Tableau, PowerBI, Mode (Or another popular BI tool): Creating informative dashboards and reports from data living inside a SQL database is a necessary part of almost every data analyst position.
Where/How To Learn:
SQL: Mode.com SQL Tutorials — I would complete all of the following courses and complete all the exercises included. (Basic SQL, Intermediate SQL, Advanced SQL, SQL Analytics Training)
- Bonus: Database Management Essentials (Coursera/University of Colorado)Python: Data Analysis with Python (Coursera/IBM) + Intro/Intermediate Python (DataCamp) + Matplotlib/Seaborn Visualizations (DataCamp)
Statistics: Introduction to Statistics (Coursera/Stanford) + Concepts: Hypothesis testing, types of statistical tests, type 1 and 2 errors, confusion matrix, level of significance, p-value, confidence intervals, data distributions — normal/binomial, central limit theorem, regression, sampling, descriptive statistics.
Projects: After completing the courses above and learning the basics, you should continue learning by building a project that you think is cool. Put your new knowledge to the test and apply it to a real-world project. (Conduct your own survey, gather sample data, put it in a SQL database, analyze the data in a Python notebook, and present your findings in a Mode or Tableau dashboard!)
Should You Go To School for Data Analysis:
College: No. You absolutely do not need a 4 year CS degree to become a data analyst. You can learn these skills in less time while spending less money on education. (I learned these skills and landed a job before I would have even completed a college degree.)
Bootcamp: I graduated from the Data Science program at Lambda School (Now: Bloom Institute of Technology) and I directly credit them as one of the largest factors for landing a great job in tech. (And I didn’t pay a single penny until I landed my dream job.

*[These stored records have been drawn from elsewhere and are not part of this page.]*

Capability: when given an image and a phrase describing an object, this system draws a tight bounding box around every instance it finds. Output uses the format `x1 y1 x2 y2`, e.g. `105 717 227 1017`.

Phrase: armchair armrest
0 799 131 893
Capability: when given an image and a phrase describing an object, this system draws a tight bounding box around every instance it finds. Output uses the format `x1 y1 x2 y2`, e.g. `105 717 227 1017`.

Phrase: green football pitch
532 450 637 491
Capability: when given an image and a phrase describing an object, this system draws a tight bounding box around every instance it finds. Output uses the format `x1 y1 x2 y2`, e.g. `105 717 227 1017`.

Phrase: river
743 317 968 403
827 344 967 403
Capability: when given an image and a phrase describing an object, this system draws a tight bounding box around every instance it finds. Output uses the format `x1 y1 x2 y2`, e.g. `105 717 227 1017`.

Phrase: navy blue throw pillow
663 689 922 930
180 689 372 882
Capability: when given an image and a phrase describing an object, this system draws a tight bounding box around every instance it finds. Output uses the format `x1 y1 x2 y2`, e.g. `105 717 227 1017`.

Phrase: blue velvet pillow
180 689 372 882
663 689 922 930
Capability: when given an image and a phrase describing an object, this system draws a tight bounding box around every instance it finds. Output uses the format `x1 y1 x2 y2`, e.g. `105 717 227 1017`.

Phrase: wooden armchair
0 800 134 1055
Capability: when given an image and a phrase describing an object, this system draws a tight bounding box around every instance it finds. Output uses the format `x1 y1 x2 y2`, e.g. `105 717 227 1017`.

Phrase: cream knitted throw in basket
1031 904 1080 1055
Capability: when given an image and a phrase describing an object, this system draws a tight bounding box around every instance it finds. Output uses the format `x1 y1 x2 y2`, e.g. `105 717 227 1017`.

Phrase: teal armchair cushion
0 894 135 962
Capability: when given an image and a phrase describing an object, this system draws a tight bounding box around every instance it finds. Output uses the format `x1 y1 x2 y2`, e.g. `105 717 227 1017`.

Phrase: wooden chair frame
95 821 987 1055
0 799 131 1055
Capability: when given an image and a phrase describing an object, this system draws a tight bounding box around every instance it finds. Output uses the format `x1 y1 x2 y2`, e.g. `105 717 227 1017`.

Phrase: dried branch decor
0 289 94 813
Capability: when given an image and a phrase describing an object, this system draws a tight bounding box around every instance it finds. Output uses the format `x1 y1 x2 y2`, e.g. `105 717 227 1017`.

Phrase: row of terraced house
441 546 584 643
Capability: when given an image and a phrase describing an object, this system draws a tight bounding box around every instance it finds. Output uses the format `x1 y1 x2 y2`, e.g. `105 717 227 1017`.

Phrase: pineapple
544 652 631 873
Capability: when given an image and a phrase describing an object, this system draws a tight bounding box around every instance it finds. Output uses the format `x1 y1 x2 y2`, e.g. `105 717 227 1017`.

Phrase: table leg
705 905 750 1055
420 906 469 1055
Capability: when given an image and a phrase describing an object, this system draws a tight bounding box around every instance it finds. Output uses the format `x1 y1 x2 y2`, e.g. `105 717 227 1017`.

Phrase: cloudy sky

Find out more here.) You still don’t NEED to go to a coding boot camp to become a data analyst, but you better be prepared for lots of self-study if not.
Build A Network:
Network with other students if you’re in college or bootcamp. The journey from noob to data master is not an easy one so try and make some friends along the way.
Seek out high-performance students and join or create a mastermind group. Keep each other accountable and share cool opportunities, events, and job postings. (Shoutout to Lambda Brain Trust)
Document and share your entire journey of learning to code/becoming a data analyst on LinkedIn and other social media platforms. (Pro Tip)
Create a personal website to tell your story and show your work/personal projects in a visually appealing way.
Applying To Data Positions:
LinkedIn is magic. Fill out every section of your profile and start connecting with people in your target industry. LinkedIn also gets better at finding positions that match your skills/interests over time so keep browsing those job postings!
Start applying to jobs on Day 1. This will help you learn the job posting lingo and give you real-time feedback on if your resume is strong enough.
Take note of common tools and methods mentioned in job postings that you’re interested in. Learn new skills based on what you see in cool job postings.
Track your job applications! Title, job description, company, date applied, and any other information should be written down. (I use Notion for this.)
Getting Interviews:
Iterate on your resume every 20 applications.
Reach out to hiring managers/team members for every single job you apply to. (LinkedIn Premium allows you to see who posted the job — this has gotten me multiple conversations with hiring managers before they even saw my application. You can also just search the company on LinkedIn and look through their employees.)
Use resume checkers to make sure the ATS (applicant tracking system) isn’t automatically rejecting you. (I use jobscan.co for this.)
Use power statements and include quantitative results in your resume.
Passing Interviews:
Practice SQL challenges with SQL Zoo.
Practice live coding interviews with Pramp.
Practice data analytics projects with Kaggle.
Look for leaked questions on Glassdoor.
Explain your thought process every step of the problem.
Practice solving problems on a whiteboard or piece of paper.
Learn about the company you’re interviewing with. What metrics drive their product direction/strategy?